Aïssat Idir est mort comme il a vécu, au service des déshérités, des gueux, des miséreux. Il est mort au service de sa patrie. Il est mort pour que vive l’Algérie libre, indépendante, démocratique et sociale. (L’Ouvrier algérien - Numéro spécial, août 1959).

Certes, faute de syndicalisme spécifiquement algérien, c’est-à-dire national, les travailleurs algériens sont en quelque sorte contraints à s’affilier à la seule centrale qui domine le paysage : la CGT. Quelques cadres y émergent mais, globalement, sans parvenir à hisser la revendication sociale des Algériens au niveau de celle de leurs camarades Européens.

Ce syndicalisme à deux vitesses ne laisse pas le mouvement nationaliste dans l’expectative. Il subsiste un autre indicateur à prendre en compte.

Les militants syndicalistes présents dans les structures cégétistes sont en même temps - pour la plupart - militants dans un parti nationaliste, notamment le PPA-MTLD (Parti du peuple algérien -Mouvement pour le triomphe des libertés démocratiques).

Aïssat Idir compte parmi ceux-là. Il possède déjà une solide expérience et une bonne formation acquise sur le terrain de la lutte syndicale. Il s’affirmera davantage dans une structure que le PPA-MTLD va mettre en place dès 1947.

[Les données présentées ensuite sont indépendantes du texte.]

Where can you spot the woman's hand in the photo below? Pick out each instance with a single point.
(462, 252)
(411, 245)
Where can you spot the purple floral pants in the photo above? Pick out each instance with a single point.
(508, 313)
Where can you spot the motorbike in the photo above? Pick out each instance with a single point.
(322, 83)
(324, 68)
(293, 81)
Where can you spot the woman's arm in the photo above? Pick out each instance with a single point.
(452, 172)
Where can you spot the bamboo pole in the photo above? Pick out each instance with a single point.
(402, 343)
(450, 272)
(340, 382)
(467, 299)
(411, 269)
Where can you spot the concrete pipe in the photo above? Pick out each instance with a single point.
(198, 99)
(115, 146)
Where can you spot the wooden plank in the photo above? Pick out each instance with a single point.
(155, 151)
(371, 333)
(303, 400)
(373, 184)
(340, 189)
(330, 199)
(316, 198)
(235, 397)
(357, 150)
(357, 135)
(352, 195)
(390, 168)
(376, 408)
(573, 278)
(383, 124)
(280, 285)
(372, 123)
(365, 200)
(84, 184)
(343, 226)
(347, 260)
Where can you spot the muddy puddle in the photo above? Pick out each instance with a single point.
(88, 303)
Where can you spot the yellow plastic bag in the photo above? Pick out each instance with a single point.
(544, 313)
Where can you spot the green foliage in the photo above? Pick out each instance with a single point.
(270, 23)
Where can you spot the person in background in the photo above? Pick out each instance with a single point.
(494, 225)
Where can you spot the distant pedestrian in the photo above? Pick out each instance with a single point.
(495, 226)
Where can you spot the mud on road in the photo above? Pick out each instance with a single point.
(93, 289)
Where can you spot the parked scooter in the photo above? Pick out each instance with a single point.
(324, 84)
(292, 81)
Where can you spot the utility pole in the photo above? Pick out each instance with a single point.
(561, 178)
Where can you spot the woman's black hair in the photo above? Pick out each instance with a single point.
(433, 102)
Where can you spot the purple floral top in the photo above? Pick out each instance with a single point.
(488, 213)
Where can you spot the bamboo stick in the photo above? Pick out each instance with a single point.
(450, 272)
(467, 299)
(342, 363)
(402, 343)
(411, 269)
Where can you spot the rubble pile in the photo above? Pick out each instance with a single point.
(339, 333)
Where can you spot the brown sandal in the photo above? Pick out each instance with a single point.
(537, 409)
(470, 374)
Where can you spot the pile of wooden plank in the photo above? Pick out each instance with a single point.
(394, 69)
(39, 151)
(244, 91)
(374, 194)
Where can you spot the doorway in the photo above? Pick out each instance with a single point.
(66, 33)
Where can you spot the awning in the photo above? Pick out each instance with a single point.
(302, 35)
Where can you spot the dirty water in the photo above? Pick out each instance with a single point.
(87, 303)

Il s’agit de la commission centrale des affaires sociales et syndicales qui a pour mission d’étudier et de suivre les questions se rapportant  au monde du travail avec comme objet et finalité à la création d’une véritable centrale syndicale. 

« Aïssat Idir anima la commission des affaires syndicales et où il œuvra dans le parti pour la création d’une centrale proprement algérienne. Au grand dam de la CGT et du parti communiste qui avaient particulièrement Aïssat Idir dans le collimateur ». (Gilbert Meynier - L’Histoire intérieure  du FLN - 1954-1962 - Casbah Editions -Alger - 2003).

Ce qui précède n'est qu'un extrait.